Lorsque des œuvres contribuent à la création de valeur économique pour une plateforme ou un modèle, leurs auteurs devraient bénéficier d’une forme de rémunération, de licence ou de partage de revenus.

La consultation britannique sur l’IA et le droit d’auteur, analysée dans l’étude, a recueilli plus de 11 500 réponses. Une très large majorité s’est opposée à un élargissement automatique des droits d’entraînement sans garanties pour les titulaires de droits.

Pour le Maroc et les pays africains, la question de la compensation est stratégique.
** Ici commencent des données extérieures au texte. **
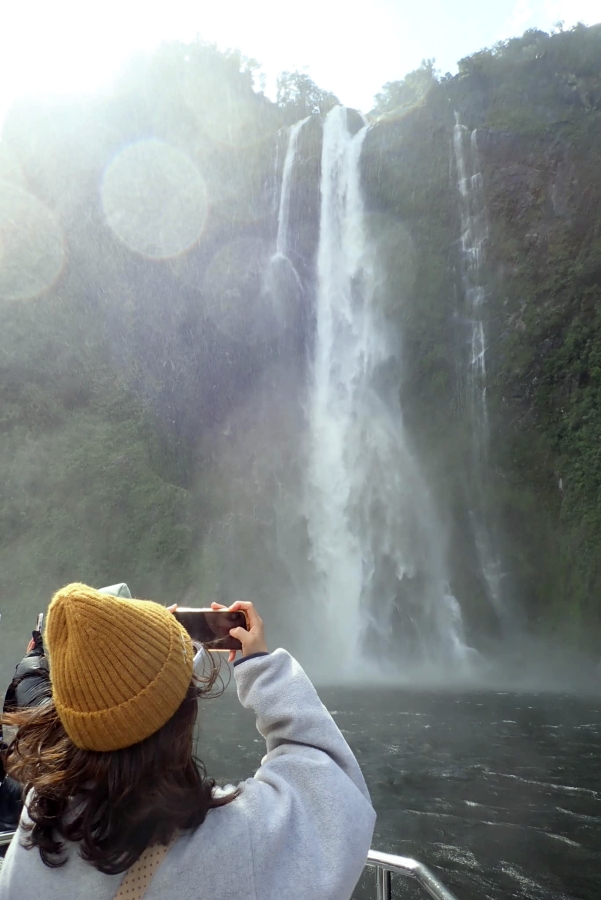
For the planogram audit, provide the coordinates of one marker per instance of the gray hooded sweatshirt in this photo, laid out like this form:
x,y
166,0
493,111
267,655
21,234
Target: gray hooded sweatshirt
x,y
300,829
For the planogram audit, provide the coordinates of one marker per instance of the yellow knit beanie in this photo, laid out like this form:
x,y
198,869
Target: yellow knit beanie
x,y
119,668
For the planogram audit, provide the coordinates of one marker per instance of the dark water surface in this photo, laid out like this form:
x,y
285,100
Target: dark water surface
x,y
500,793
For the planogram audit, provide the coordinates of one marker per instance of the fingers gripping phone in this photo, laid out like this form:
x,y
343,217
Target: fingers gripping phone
x,y
211,627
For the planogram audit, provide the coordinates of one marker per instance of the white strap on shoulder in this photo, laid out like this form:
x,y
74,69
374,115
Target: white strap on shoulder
x,y
138,877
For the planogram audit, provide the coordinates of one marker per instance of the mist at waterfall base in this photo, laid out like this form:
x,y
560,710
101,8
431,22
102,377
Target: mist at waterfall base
x,y
328,514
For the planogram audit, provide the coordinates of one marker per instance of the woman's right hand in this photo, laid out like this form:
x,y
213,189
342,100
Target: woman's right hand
x,y
253,640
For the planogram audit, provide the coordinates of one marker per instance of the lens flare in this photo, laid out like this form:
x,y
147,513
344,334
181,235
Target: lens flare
x,y
32,249
154,199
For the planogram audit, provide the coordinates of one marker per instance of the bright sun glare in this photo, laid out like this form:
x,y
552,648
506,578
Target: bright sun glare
x,y
69,46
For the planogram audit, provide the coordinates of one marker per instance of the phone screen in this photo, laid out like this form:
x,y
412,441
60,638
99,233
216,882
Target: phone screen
x,y
211,627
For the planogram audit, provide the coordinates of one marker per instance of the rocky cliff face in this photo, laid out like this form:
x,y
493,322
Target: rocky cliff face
x,y
536,108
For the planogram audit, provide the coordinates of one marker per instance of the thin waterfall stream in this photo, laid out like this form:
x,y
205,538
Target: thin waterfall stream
x,y
474,235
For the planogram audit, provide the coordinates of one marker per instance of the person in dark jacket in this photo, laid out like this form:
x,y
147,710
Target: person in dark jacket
x,y
29,687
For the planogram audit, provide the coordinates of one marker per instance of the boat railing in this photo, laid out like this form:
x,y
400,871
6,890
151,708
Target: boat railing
x,y
385,865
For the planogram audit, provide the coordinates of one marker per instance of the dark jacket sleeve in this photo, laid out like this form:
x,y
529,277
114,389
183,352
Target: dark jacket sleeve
x,y
31,682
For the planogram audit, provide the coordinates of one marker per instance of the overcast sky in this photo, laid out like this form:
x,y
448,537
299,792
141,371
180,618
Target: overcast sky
x,y
350,48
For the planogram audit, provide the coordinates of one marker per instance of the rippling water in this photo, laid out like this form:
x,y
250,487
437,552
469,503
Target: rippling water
x,y
500,793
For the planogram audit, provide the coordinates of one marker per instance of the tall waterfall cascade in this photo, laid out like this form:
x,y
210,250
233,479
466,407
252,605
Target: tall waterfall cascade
x,y
282,240
377,548
474,235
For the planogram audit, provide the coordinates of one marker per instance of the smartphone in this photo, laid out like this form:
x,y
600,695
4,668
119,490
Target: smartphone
x,y
211,627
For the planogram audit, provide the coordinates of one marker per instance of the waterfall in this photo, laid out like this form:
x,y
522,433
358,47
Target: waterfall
x,y
282,245
378,553
474,235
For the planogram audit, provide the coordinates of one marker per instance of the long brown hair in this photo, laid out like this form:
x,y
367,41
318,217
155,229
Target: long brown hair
x,y
116,803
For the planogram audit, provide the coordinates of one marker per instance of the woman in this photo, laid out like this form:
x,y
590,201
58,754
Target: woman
x,y
110,775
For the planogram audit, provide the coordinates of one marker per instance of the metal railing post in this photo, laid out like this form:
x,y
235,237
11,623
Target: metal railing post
x,y
386,863
383,884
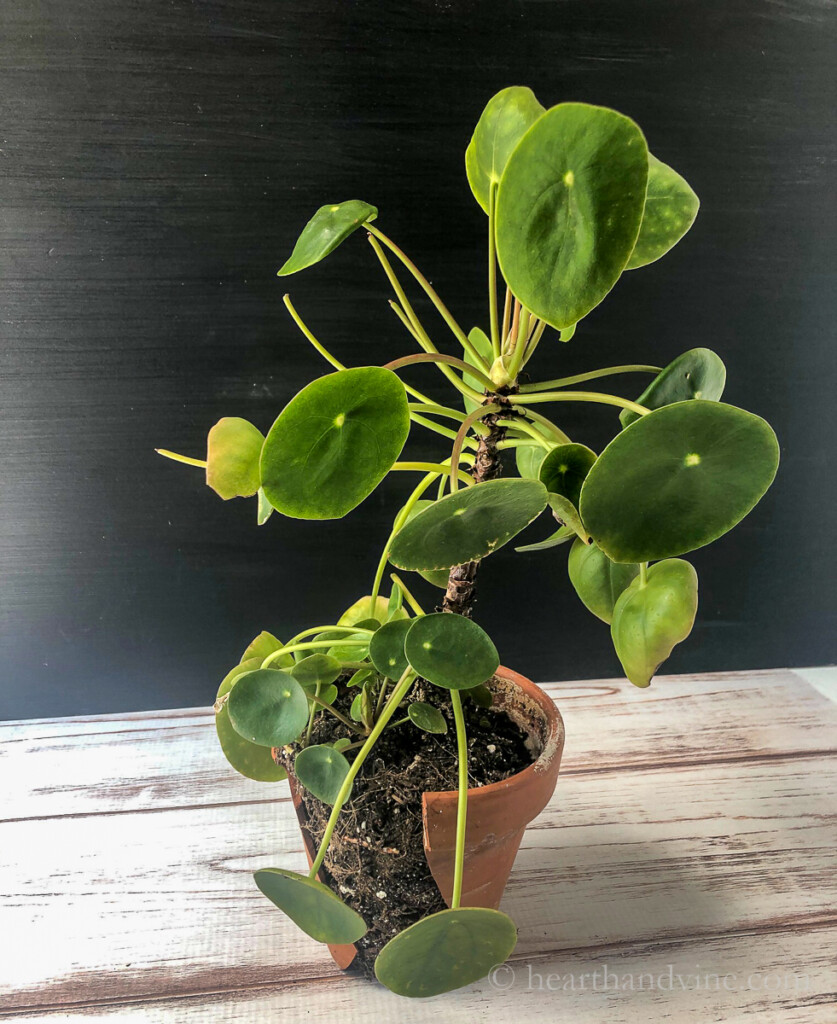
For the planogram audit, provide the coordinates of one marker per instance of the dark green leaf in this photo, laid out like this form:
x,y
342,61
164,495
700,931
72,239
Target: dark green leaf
x,y
565,469
676,479
671,207
267,708
468,524
650,619
334,442
501,126
451,650
427,718
248,759
322,770
446,950
386,648
233,451
310,905
324,232
696,374
597,581
561,536
569,209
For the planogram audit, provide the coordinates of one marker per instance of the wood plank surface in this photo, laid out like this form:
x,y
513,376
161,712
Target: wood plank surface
x,y
692,825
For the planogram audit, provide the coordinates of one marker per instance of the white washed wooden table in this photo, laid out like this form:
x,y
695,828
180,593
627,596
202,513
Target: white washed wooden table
x,y
684,870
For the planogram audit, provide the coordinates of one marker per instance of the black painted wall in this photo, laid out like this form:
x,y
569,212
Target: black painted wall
x,y
158,160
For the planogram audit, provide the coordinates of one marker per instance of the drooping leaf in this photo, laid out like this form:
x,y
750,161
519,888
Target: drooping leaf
x,y
438,578
696,374
482,343
386,648
322,770
264,509
561,536
362,609
267,707
502,124
446,950
565,469
597,581
311,906
671,207
233,451
264,645
427,718
567,514
467,524
569,209
316,669
324,232
451,650
650,619
334,442
248,759
678,478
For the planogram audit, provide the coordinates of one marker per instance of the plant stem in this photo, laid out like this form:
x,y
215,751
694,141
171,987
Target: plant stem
x,y
556,431
184,459
591,375
462,802
303,328
440,357
401,689
458,333
594,396
408,595
456,454
495,327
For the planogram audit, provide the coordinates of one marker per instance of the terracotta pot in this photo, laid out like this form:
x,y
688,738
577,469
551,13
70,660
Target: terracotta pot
x,y
498,814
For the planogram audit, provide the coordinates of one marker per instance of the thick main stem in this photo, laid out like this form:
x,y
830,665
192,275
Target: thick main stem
x,y
487,466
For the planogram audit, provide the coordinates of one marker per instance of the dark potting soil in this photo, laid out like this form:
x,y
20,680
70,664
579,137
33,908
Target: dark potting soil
x,y
376,861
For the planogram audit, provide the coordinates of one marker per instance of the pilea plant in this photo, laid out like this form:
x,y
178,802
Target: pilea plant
x,y
573,200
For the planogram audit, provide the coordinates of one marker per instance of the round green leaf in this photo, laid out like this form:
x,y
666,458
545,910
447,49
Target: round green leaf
x,y
445,951
467,524
233,451
650,619
561,536
334,442
248,759
322,669
451,650
671,207
563,470
677,479
327,228
569,209
597,581
482,343
322,770
268,708
386,648
696,374
427,718
311,906
501,126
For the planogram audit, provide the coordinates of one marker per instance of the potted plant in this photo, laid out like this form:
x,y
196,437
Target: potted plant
x,y
415,761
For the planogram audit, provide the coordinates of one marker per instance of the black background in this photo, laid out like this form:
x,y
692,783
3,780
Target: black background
x,y
158,161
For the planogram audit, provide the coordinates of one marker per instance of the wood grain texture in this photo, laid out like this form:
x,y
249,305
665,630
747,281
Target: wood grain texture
x,y
707,846
157,161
Sans mécanismes de licence et de traçabilité, les catalogues musicaux, archives visuelles et créations locales risquent d’alimenter des systèmes mondiaux sans retour économique vers leurs écosystèmes d’origine.

4. Une conception centrée sur l’humain

L’IA doit renforcer la capacité des artistes à créer, expérimenter et gagner leur vie, plutôt que réduire la création à une production automatisée de volumes.

Dans un studio de design, un label, une rédaction ou une institution culturelle, les outils peuvent accélérer certaines tâches : documentation, traduction, prévisualisation, dérushage, recherche de références ou production de prototypes. La décision artistique, la responsabilité éditoriale et la relation avec le public doivent cependant rester humaines.

Quels enjeux pour les ICC au Maroc ?

Les structures culturelles marocaines peuvent agir dès maintenant :

  • ajouter des clauses sur l’IA dans les contrats de commande ;
  • demander la provenance des images et des voix utilisées ;
  • protéger les archives numérisées et les expressions culturelles traditionnelles ;
  • former les créateurs à la négociation des droits numériques ;
  • conditionner les financements publics à des pratiques transparentes ;
  • soutenir les outils adaptés aux langues et aux contextes locaux.

L’intelligence artificielle peut ouvrir de nouveaux marchés et de nouvelles formes de création. Mais sans règles, elle peut aussi renforcer la concentration économique et affaiblir les revenus des créateurs.

L’avenir des industries culturelles ne dépendra donc pas seulement de la puissance des modèles. Il dépendra de la capacité des artistes, institutions, États et plateformes à construire un cadre où la technologie reste au service de la création humaine.